ORLANDO, FL: Anheuser-Busch InBev, the brewer, is developing a content model that works at high speed and delivers enhanced relevance, while also proving a cost effective means of reaching consumers.

Lucas Herscovici, AB InBev’s Global Marketing VP/consumer connections, insights and innovation, discussed this subject at the Association of National Advertisers’ (ANA) 2018 Media Conference.

“We need to be able to stop interrupting and start attracting our consumers. We need to make content that is culturally relevant, and that people want to see,” he said. (For more, read WARC’s in-depth report: AB InBev’s earned-media programs increase audiences and cut costs.)

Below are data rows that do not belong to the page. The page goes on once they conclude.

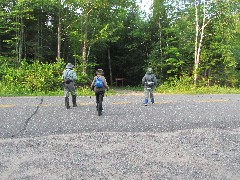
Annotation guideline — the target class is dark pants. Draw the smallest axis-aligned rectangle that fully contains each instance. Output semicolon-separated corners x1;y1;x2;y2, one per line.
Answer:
95;91;104;103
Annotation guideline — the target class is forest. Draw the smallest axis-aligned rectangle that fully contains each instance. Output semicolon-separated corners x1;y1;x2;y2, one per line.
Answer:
0;0;240;95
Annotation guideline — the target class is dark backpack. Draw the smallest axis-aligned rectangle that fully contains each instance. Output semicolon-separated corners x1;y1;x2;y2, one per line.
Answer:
64;70;72;84
145;74;155;87
94;77;103;88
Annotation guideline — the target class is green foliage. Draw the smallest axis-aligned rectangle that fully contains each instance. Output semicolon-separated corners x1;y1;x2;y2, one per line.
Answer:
1;60;65;93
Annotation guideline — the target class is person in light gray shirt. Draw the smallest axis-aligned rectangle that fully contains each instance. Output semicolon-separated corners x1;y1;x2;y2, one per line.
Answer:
62;63;77;109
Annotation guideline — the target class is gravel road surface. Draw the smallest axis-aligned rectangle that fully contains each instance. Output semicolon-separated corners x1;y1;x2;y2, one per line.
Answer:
0;92;240;180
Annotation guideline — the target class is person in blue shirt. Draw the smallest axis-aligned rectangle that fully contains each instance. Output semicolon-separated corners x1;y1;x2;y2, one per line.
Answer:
62;63;77;109
142;68;157;106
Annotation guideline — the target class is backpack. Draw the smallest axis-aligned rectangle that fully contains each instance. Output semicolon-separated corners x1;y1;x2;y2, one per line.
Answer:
94;77;103;88
145;75;155;87
64;70;72;84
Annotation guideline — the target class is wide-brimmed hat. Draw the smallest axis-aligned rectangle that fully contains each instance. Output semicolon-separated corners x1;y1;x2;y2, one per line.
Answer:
66;63;74;69
96;69;104;75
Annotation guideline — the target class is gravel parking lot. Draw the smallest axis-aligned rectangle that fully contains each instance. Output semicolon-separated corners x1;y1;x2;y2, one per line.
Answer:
0;93;240;180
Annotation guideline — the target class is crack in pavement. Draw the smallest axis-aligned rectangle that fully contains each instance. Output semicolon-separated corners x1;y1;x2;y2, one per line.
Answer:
12;98;43;138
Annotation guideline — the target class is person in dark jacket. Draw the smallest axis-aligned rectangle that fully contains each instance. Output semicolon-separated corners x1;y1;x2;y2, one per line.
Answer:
62;63;77;109
142;68;157;106
91;69;109;110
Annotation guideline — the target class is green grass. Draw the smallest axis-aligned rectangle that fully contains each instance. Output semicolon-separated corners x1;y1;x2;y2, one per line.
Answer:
156;85;240;94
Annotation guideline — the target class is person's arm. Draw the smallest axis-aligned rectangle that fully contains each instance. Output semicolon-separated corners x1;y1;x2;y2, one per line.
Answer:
153;75;157;86
73;71;77;80
90;77;96;90
102;76;109;90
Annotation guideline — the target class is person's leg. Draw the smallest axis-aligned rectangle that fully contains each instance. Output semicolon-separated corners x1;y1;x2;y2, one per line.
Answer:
69;82;77;107
95;92;99;108
149;89;154;104
64;84;70;109
144;87;149;106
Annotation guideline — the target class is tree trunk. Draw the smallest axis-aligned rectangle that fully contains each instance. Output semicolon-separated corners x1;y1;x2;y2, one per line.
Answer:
82;7;91;75
108;47;113;86
194;0;207;86
57;0;61;61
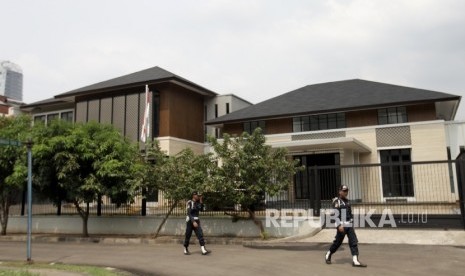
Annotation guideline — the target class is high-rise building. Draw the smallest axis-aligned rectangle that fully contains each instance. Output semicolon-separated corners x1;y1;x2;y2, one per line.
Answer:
0;61;23;101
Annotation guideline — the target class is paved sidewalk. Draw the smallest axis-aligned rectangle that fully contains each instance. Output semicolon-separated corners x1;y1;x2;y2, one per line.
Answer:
0;228;465;247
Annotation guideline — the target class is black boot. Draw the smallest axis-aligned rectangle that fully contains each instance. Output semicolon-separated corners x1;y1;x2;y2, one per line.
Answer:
325;251;333;264
200;246;211;255
352;255;367;267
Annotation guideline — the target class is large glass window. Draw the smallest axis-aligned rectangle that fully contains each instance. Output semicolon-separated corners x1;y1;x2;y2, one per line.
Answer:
380;149;414;197
61;111;74;122
34;115;46;124
244;121;266;134
378;106;407;125
292;113;346;132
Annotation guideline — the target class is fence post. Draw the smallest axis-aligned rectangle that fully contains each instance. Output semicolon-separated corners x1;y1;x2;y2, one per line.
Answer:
140;188;147;217
313;167;321;217
456;157;465;230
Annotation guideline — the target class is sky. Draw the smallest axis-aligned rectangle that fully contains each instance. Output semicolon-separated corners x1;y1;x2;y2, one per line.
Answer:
0;0;465;120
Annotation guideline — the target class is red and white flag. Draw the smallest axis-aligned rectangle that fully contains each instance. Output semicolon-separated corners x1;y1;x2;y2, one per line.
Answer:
140;85;150;143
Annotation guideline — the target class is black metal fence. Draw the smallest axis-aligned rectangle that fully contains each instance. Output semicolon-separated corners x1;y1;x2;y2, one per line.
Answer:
10;160;465;229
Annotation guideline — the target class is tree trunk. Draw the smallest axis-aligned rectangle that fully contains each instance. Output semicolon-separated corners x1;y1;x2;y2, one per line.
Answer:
0;199;10;236
153;200;179;238
74;201;89;238
247;209;268;240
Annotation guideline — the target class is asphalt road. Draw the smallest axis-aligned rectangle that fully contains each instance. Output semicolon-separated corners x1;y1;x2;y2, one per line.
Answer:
0;241;465;276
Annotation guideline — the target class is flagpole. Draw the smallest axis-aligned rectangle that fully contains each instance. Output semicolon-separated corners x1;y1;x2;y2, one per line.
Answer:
141;84;151;216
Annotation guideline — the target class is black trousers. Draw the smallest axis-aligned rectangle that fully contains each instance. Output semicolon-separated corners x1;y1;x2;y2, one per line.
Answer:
184;220;205;247
329;227;358;256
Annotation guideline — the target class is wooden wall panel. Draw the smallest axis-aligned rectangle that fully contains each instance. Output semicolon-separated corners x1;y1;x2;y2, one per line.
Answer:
346;109;378;127
160;85;204;143
222;123;244;136
407;103;436;122
265;118;292;134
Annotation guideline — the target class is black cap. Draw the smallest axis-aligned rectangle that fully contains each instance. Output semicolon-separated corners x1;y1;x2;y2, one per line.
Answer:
339;185;349;191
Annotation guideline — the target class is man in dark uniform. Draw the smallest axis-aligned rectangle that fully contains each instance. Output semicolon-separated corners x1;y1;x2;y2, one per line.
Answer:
325;185;367;267
184;192;210;255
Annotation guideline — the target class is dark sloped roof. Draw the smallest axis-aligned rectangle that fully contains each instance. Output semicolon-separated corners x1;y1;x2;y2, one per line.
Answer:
55;66;216;98
207;79;460;124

“We need to move away from the model where it takes five months to go live, and a TV ad will cost you $800,000 or more … That’s just not sustainable moving forward at the speed at which we're moving.”

As marketing becomes faster and less expensive, however, brand custodians will have the tools – and the budgets – to bring more messages to more pockets of people. And Herscovici is helping AB InBev shift in that direction.

“We need to be more aggressive. We need to experiment. That’s what we’ve been doing, and we’ve been learning throughout that process,” he said.

Meeting that goal, he suggested, will require combining expertise in various areas: “We want to be the best in data, we want to be the best in content, and we want to do things in the smartest way.”

A case in point was an effort for Corona in Mexico that took a tongue-in-cheek approach to President Trump’s plan to build a border wall and encouraged people to push back – all with a modest budget, short timeframe and powerful insight.

“It’s a true example of how earned media can connect the dots with [our brand message]. It cost $50,000 to develop and it spread everywhere,” Herscovici said.

Traditional advertising, he was quick to add, still has a powerful place in the media mix – “You need to seed these things with some paid media” – but the savings and results are convincing arguments for advertising that is less intrusive.

Spreading content now demands much more than a Clydesdale and a puppy going viral after a football game. Herscovici noted, “It's not about digital, or TV, or print, or out of home. It’s all about creativity.”